The RM2.20 per share offer by Navis was rejected by Cocoaland’s board before First Pacific withdrew its non-binding offer of RM2.70 per share. First Pacific is controlled by Indonesian tycoon Anthony Salim of Salim Group. He emerged as a substantial shareholder of locally listed poultry farmer CAB Cakaran Corp Bhd early this year.

Cocoaland’s shares closed at RM2.24 last Thursday, giving the company a market capitalisation of RM512.51 million.

Tai tells The Edge that the door is still open to any potential buyer as the Liew family’s stake in Cocoaland is still up for sale.

“The family is prepared to sell the business because there is no second generation to take over. We are quite open to interested parties, be they foreign or local,” he says, adding however that there is no new or revised offer on the table yet.

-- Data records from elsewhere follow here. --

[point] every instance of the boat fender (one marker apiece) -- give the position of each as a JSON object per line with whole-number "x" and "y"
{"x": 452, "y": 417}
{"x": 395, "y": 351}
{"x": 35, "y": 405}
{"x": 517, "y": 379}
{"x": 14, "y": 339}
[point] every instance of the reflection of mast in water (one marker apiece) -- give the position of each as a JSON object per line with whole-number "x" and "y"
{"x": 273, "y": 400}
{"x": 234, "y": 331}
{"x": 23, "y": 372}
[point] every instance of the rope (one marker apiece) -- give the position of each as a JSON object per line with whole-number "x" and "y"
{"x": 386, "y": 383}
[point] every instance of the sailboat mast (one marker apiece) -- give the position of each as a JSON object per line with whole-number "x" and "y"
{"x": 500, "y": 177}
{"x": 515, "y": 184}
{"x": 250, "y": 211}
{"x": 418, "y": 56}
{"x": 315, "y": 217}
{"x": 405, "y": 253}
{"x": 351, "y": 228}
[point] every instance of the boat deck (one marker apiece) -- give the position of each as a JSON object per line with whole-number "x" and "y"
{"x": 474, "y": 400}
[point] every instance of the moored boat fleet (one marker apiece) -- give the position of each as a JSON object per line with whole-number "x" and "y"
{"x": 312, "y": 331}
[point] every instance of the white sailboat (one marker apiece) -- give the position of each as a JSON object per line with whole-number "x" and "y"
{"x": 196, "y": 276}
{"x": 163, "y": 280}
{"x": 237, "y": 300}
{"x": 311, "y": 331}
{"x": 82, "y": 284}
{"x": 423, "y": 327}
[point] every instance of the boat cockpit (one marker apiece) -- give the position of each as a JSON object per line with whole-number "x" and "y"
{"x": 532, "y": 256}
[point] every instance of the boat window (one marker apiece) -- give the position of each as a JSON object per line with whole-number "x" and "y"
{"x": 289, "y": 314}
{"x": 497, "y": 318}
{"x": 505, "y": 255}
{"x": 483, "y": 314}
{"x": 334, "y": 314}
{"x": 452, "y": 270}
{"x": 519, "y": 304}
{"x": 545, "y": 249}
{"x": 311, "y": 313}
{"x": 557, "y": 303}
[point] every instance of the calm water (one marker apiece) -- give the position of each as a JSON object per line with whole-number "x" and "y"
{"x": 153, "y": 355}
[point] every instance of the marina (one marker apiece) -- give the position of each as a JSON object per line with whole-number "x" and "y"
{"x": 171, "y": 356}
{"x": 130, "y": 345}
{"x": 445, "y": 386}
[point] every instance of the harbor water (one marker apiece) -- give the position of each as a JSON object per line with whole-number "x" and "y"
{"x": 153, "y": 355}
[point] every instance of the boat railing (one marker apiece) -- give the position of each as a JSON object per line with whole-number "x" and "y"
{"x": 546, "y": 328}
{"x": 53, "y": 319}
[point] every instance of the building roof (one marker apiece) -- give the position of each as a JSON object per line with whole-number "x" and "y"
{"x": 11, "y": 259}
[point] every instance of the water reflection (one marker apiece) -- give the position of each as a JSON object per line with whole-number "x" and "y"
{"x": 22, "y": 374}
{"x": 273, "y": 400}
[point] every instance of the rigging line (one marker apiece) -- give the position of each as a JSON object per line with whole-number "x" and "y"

“Negotiations are ongoing. We [the management] wouldn’t know who the potential buyers are. But after two rounds of failure, I believe both parties will be more cautious. It’s all about good pricing, not only for the seller but also the buyer,” he comments.

“Some of the foreign manufacturers have started to bring their products into Malaysia, creating an uncomfortable environment for local manufacturers like us. The industry is very competitive; every player wants to make money but the domestic market is only that big.”